There is no writing block only writer’s block.
It’s difficult to believe that it can be this simple. I still don’t trust it. And because we are afraid of simplicity we manage to make things insanely complicated.
So let me dream, just for a moment, about a process-oriented film industry.
An industry where a sales document is not a screenplay and a screenplay is not the movie. Where the screenplay is our main communication tool, the way we screenwriters get the movie out of our head into the heads of other people.
In a process-oriented industry we have to learn how to do this. How to communicate properly with the words we choose. This is not only about character and story, remember, it is about feeling, about mood, about soul. About life.
And everyone else has to learn how to read screenplays. How to extract what is important to their role but also to extract what feeling it evokes in them. We have to learn to be authentic in our writing and in our reading.
So, when writing, when reading, we will listen to the others, to the context, to all the tools we learned and especially to ourselves.
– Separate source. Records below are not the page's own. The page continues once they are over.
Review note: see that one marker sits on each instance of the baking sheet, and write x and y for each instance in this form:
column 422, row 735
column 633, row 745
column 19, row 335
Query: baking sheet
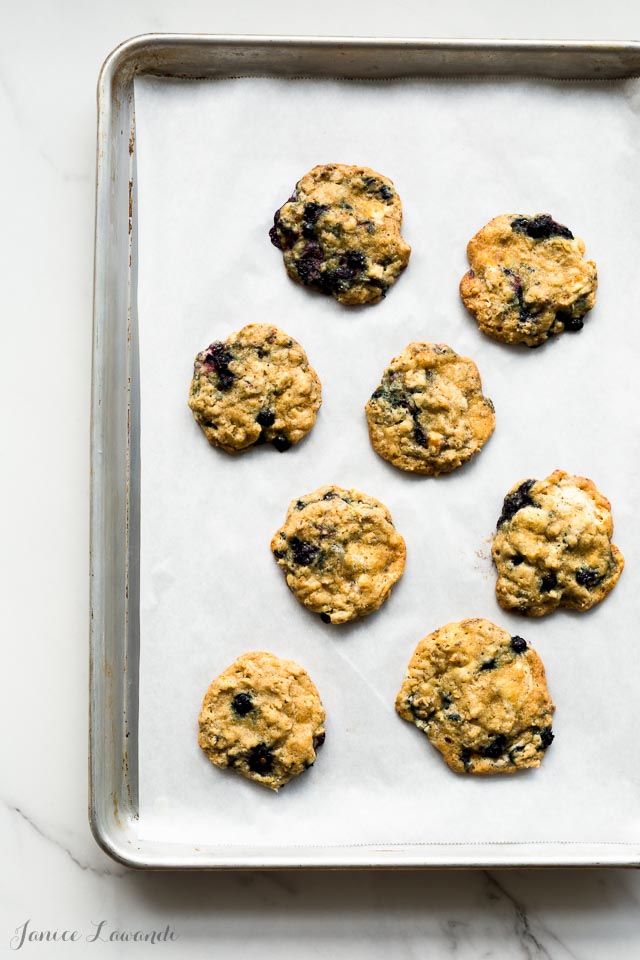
column 214, row 160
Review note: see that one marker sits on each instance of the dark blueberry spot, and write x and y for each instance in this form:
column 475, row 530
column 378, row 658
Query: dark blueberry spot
column 242, row 704
column 266, row 418
column 518, row 644
column 518, row 289
column 219, row 358
column 588, row 577
column 260, row 760
column 540, row 228
column 516, row 501
column 496, row 748
column 281, row 443
column 546, row 737
column 572, row 324
column 353, row 261
column 303, row 553
column 273, row 233
column 418, row 435
column 489, row 664
column 312, row 213
column 281, row 237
We will decide each and every moment what the next steps will be, considering our values and the life in our story. And then we will follow this process, step by step.
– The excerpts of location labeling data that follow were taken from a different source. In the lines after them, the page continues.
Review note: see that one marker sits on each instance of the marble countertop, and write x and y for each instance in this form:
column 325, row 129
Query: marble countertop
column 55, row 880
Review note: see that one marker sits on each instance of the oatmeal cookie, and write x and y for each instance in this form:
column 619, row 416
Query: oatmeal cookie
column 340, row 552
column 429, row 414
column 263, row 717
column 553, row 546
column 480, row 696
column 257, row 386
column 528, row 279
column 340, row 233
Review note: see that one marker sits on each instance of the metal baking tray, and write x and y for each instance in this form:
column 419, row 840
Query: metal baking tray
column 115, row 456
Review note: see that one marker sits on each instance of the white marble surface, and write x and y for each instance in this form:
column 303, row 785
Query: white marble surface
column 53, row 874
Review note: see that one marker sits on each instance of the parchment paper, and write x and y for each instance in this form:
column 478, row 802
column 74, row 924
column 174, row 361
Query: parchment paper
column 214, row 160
We will discover that the screenplay format is not enough for communicating our ideas. We need to find more ways and they are already out there. Trailers, images from other movies, test scenes, music, short stories, small models made of wood and paper, table reads, simply just talking about it.
All of this and so much more can be part of our toolbox. We will find that following the writing process will eventually evolve into making the movie. And obviously, real world concerns are part of this. Allocating the production budget is part of it, bringing the movie to the audience is part of it. All of these concerns will not force themselves onto the process but they will be an integral part of it.
Is that too much to ask? For now, probably, yes. But one can dream.
Letting go
For now let me give you a personal answer to the question what we need to do. And it frightens me to the core:
We have to let go.
Let go of getting rich by making movies. Let go of wowing the audience. Let go of winning the Oscar or whatever award suits our imagined acceptance speech. We have to let go of pleasing the critics. We have to let go of having a career (whatever that means). Let go of doing this and only this with our lives. Let go of defining our self-value by the outcome of our projects. We have to let go and trust the process.
I don’t like this at all. My mind tells me that I am wrong or that something is missing. That I am not considering this or that. That we can’t simply change how we do stuff. That the system is built this way because it makes sense.
And I don’t blame my mind for being afraid. Letting go of who we think we are and who we think we want to be is the hardest thing we can do.
So I come back to this: I’m not letting go of writing. I am letting go of having success as a writer because I cannot control it. I can only control my process. The actions I take every day. The words I choose to fill my pages with.
And there it is, the life. Right there. It is not something I write towards, it is the writing itself. It is the process.
I am still afraid, every day. What if it won’t work. What if I’m wrong. What if I am failing again. What if. There seems to be a bottomless pit beneath me, a dark hole waiting to swallow me and my ideas, my creativity, my self-worth, my identity.
And yet, when I close my eyes. When I let the fear be what it is and call it by its name. When I stop overthinking and planning and plotting and when I start trusting the process. When everything is calm and simple.
Then I can feel the life. I can feel the joy. And I want to believe that letting go will be worth it.
Because if life isn’t worth it, if joy isn’t worth it, what is.